Can unpack file from encrypted zip with incorrect password

[DiskJunky]

Note: I cannot get correct unencrypted data, the unpacked data is still garbled. This issue is that the unzip logic executes successfully with an incorrect password.

Steps to reproduce

1. Create a small zip file with one text file in it
2. Encrypt the zip file using ZipCrypto algorithm, set password to test
3. Cycle through possible passwords, waiting for a ZipException that does not have a message of "Invalid Password"

A text file was created with the following text as file name Sample.txt (no new line/carriage return)

Some sample text

Zip file was created using 7zip (v22.01) context menu via Windows Explorer. Compression method DEFLATE, compression level "9 - Ultra", password test

Expected behavior

It should only be possible to unpack a file from a zip if the password is correct

Actual behavior

It's possible to go through the unpack steps of extracting a file from an encrypted zip file using an incorrect password, albeit resulting in garbled data in the unpacked file. In sample tested, the zip file was encrypted with password test but was unpackable with password cy.

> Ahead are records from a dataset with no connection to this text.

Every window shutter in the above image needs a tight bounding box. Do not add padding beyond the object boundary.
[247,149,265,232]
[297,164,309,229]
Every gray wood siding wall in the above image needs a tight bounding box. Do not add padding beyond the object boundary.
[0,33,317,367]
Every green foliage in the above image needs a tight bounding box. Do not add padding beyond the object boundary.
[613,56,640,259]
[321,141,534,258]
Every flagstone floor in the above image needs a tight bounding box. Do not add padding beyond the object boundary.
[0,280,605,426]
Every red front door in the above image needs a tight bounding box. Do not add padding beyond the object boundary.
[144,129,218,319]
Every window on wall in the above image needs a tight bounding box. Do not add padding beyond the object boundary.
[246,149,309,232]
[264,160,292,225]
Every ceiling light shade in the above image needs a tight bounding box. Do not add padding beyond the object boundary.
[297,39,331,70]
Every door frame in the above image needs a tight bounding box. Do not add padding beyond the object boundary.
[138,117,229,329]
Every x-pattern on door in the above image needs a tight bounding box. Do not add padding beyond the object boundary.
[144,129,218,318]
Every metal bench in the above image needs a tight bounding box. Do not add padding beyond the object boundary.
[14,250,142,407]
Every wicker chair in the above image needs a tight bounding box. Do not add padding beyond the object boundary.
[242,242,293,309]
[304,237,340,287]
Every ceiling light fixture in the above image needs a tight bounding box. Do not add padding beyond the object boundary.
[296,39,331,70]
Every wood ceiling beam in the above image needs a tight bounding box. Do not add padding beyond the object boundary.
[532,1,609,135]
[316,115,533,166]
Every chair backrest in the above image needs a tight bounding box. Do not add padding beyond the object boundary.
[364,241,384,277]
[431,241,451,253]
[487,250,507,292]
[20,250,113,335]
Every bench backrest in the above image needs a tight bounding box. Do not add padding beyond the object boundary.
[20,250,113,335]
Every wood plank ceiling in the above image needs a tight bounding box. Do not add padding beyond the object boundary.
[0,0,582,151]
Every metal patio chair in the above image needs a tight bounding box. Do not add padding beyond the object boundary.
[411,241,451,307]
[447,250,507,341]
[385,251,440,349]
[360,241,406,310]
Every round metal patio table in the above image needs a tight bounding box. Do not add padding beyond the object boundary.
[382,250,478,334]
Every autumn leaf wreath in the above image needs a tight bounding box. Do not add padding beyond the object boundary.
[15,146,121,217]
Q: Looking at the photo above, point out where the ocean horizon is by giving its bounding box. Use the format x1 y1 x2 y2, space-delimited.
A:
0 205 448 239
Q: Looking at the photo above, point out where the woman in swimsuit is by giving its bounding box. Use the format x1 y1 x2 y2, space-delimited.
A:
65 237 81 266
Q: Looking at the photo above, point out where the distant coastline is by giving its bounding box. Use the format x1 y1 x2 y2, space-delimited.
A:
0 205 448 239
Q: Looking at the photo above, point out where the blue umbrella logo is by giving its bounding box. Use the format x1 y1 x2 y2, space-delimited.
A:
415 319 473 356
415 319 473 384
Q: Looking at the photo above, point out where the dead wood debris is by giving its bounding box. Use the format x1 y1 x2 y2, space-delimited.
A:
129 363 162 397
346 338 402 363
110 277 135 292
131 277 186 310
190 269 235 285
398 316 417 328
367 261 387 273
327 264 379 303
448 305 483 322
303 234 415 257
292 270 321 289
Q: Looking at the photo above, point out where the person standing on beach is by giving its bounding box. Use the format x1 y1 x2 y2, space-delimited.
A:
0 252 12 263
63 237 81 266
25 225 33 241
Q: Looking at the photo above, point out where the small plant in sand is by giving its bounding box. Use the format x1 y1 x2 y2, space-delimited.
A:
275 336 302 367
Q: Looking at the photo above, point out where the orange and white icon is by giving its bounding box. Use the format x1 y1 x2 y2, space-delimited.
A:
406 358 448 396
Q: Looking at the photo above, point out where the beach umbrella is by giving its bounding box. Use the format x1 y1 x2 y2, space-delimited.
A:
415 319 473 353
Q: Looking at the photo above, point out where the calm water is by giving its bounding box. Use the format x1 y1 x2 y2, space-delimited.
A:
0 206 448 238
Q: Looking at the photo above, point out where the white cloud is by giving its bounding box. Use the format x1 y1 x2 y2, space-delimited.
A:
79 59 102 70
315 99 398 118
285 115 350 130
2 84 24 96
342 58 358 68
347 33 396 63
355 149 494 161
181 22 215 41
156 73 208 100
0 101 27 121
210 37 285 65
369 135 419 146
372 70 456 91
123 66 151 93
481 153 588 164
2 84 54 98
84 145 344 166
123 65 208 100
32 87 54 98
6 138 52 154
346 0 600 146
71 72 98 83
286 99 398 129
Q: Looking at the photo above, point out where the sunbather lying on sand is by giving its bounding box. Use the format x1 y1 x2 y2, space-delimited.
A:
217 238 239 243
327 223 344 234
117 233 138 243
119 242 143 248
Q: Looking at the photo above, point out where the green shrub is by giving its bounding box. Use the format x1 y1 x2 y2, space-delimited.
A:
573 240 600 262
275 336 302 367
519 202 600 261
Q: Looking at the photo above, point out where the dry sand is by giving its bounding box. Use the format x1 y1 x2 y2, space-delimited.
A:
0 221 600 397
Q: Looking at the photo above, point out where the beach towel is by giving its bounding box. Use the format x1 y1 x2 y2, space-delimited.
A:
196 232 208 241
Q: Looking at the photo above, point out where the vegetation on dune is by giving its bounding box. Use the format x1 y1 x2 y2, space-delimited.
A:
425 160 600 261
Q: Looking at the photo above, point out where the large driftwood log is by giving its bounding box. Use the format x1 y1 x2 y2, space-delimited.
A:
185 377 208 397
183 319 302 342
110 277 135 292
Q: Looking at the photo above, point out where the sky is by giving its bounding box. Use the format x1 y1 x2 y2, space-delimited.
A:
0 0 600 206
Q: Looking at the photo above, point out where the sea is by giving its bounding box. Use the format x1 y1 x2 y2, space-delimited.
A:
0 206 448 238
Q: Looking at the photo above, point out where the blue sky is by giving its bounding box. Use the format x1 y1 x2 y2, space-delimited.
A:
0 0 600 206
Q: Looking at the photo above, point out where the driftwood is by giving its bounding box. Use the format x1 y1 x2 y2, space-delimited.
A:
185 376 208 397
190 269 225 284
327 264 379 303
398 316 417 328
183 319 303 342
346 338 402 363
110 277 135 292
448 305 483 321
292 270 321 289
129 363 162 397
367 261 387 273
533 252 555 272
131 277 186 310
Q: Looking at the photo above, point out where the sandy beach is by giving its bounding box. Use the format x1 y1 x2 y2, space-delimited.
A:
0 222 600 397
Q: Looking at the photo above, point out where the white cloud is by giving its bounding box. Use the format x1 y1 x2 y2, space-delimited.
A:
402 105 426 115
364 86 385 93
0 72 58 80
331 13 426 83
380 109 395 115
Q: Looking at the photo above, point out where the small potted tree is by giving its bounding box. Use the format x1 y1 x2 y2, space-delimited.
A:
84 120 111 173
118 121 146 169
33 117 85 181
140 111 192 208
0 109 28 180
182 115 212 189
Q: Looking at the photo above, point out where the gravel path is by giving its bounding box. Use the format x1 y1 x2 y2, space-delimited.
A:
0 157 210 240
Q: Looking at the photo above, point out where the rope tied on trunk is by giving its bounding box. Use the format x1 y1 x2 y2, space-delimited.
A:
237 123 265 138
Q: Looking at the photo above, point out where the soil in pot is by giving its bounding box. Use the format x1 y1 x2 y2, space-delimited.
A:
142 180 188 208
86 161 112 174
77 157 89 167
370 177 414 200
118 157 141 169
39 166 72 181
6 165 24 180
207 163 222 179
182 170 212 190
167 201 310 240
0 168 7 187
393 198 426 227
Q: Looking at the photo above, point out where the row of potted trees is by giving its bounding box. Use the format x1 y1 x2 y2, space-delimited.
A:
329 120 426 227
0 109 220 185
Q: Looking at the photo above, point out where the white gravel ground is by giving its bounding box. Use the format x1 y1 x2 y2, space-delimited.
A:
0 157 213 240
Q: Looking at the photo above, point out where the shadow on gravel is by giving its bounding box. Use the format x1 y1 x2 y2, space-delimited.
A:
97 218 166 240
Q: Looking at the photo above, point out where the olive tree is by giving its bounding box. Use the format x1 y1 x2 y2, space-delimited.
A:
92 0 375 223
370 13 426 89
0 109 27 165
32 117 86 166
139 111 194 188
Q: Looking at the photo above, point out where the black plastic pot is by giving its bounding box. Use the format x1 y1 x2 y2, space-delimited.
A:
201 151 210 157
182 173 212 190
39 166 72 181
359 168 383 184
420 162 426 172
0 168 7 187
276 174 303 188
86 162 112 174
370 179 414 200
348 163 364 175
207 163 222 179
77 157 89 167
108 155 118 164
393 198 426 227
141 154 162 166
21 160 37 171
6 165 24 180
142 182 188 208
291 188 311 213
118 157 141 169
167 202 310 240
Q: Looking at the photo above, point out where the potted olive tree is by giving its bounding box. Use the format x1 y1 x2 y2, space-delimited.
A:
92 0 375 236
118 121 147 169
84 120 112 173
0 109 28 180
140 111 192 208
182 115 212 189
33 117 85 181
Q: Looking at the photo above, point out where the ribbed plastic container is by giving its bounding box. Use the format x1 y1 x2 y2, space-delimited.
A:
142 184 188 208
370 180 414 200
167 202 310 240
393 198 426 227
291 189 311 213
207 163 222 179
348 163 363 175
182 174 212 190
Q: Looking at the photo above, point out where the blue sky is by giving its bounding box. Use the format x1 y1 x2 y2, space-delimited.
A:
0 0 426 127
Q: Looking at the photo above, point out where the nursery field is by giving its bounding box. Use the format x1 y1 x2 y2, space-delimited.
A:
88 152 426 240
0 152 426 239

Can provide sample zip file on request.

Unpacking with password cy using other unzipping tools correctly returned an error with the bad password and unpacked correctly with test.

Version of SharpZipLib

1.3.3

Obtained from (only keep the relevant lines)

• Package installed using NuGet

[piksel]

There is a 1/256 chance of an invalid password not being detected, as the CRC that is used to check the password is a single byte: https://p1k.se/appnote.md#s616-decrypting-the-encryption-header

To be clear, this is because of how the zipcrypto format is (intentionally) designed and not something we can do much about. Perhaps there could be parts of the decrypted header that could be sanity checked to catch false positives, but that would still only marginally improve the accuracy.